FAIRBANKS (AP) -- An access provision in the 20-year-old law that created most of the federal parks and refuges in Alaska is headed for a Lower 48 showdown with another federal law -- the Endangered Species Act.
The battle is over caribou, but the scene is a long way from Alaska.
The Stimson Lumber Co. of Portland, Ore. wants to log land it owns within the Colville National Forest in the northeastern corner of Washington. The area happens to be home to 34 woodland caribou, an endangered species in the United States but not particularly scarce just across the border in Canada.

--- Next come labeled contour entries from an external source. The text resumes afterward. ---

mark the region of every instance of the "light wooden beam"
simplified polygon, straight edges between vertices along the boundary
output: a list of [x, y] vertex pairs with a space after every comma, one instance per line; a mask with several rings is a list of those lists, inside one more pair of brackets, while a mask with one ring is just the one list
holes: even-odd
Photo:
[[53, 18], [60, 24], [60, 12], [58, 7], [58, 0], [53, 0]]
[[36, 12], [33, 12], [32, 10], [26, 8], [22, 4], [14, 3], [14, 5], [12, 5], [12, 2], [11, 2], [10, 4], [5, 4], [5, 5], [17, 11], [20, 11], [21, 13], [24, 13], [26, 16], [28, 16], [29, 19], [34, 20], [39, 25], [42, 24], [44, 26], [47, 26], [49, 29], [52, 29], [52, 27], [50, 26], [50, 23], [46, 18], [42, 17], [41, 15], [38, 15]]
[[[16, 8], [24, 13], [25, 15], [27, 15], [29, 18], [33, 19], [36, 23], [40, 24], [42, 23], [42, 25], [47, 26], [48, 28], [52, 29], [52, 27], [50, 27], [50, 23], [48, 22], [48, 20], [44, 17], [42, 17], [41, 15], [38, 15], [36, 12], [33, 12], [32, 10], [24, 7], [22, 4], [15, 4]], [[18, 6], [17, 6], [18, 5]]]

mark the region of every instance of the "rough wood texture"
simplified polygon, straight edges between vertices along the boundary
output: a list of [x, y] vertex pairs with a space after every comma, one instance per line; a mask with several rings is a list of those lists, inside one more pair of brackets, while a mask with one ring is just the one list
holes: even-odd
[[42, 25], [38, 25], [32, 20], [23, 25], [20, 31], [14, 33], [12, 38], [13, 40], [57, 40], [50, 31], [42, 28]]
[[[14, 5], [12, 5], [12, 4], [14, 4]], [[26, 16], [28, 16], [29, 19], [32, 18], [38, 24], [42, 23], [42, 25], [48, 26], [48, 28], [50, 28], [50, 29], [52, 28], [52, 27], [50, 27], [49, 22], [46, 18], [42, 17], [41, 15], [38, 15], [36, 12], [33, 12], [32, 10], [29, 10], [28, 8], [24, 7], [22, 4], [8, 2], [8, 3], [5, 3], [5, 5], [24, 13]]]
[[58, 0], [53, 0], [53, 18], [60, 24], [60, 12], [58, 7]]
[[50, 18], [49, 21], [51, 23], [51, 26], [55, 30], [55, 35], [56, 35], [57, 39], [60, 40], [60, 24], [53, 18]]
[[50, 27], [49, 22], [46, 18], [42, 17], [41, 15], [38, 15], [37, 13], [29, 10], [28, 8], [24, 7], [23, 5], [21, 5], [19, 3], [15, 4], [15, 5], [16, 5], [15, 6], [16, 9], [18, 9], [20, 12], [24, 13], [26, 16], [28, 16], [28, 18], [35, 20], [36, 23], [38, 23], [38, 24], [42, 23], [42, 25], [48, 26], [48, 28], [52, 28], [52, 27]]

The lumber company is citing a provision of the 1980 Alaska National Interest Lands Conservation Act to make its case for access.
The act says the secretary of Agriculture, who oversees U.S. Forest Service land, ''shall provide such access to non-federally owned land (within national forests) ... as the secretary deems adequate to secure the owner...reasonable use...''
The law applies not just to Alaska but nationwide, according to Connie Smith, with the Colville National Forest.
A coalition of environmental groups says the road would harm the caribou by destroying their habitat, an illegal act under the federal Endangered Species Act.
The question becomes this: Which federal law will win?
The Selkirk Coalition said it is worried that if Stimson Lumber is granted access, the decision will set a precedent of using ANILCA to overcome endangered species protections nationwide.
The U.S. Fish and Wildlife Service is preparing a biological opinion on whether the road would harm the caribou. The Forest Service will make a decision on the road access after it receives the biological opinion, Smith said.
Smith said the Forest Service is caught in the middle.
''We have options, but I think we'll go to court either way,'' she said.